Everybody has heard it before. The question is asked, 'How do you eat an elephant?" By now everybody also knows the answer which is "one piece at a time'. In other words, even something that seems impossible becomes simple if we just tackle it one piece at a time.
When you decide that you need to begin prepping for an uncertain future it can also take on the feeling of facing that elephant. It can seem overwhelming and deciding where to start can be both confusing and scary because you want to be as prepped as possible but you KNOW you can't do it all at once. At that point, its time to realize that just like with the elephant, you will handle it one piece at a time.
Yes, there are websites galore, tons of good advice and new things to learn about every aspect of prepping. With unlimited financing and a lifetime to prepare It would be a cinch. The problem is that most of us have budgets, jobs, families and lives to live which interfere with devoting every dime and moment of time to prepping. It can become discouraging when we are faced with the NEED to do something but a mountain of "elephant" to chew.
My suggestion is to focus on one or two pieces at a time and depending on what it is either learn it, practice it, buy it or store it. I don't expect anyone to learn to grow, can, dehydrate, ferment, salt, smoke, pickle, forage, cook, bake, filter, purify and infuse all in one lesson! It takes time and practice to do anything well. It takes research to figure it out and practice to be able to actually do it. Nobody, myself included, does it all at once. I have spent years researching, learning and practicing.
Don't get me wrong. There is indeed one great big elephant in the room and it needs to be taken care of as efficiently and quickly as possible BUT don't become so overwhelmed that you also become paralyzed. Do it like every prepper before you has done, one bite at a time. Yes, I spent years learning and practicing and it may seem like you can't catch up but when I started it wasn't as easy to find the information. There wasn't a prepper community on the Internet to help or if there was, I wasn't aware of it. The books were fewer and the help was nonexistent. People didn't "get it" Or me when I was starting out in this lifestyle.
Thankfully, new preppers have all kinds of help and information available now. That doesn't mean that its easier to learn but it makes the researching quicker and support so much better. The actual work is still the same though and unfortunately the time to prepare, in my opinion, is shorter. No matter how you look at it, whether you started years ago or just last week that elephant still has to be tackled.
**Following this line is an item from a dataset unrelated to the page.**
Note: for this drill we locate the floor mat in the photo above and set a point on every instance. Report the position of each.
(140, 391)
So, pick something you need to do and begin doing it. Pick something you need to store and begin storing it. Pick something you need to learn and begin learning it. When that something is done or in progress then move on to something else. Eventually, you will find that the elephant is smaller and smaller. Your prepping, whether it is supplies or skills will naturally be larger and larger. Before you know it you will have gotten rid of that elephant in the room. You will be more secure and more prepared. You may even be ready to open the door and let in a whole new animal that needs taking care of. Hopefully, if its a dragon you will be well prepared to slay it.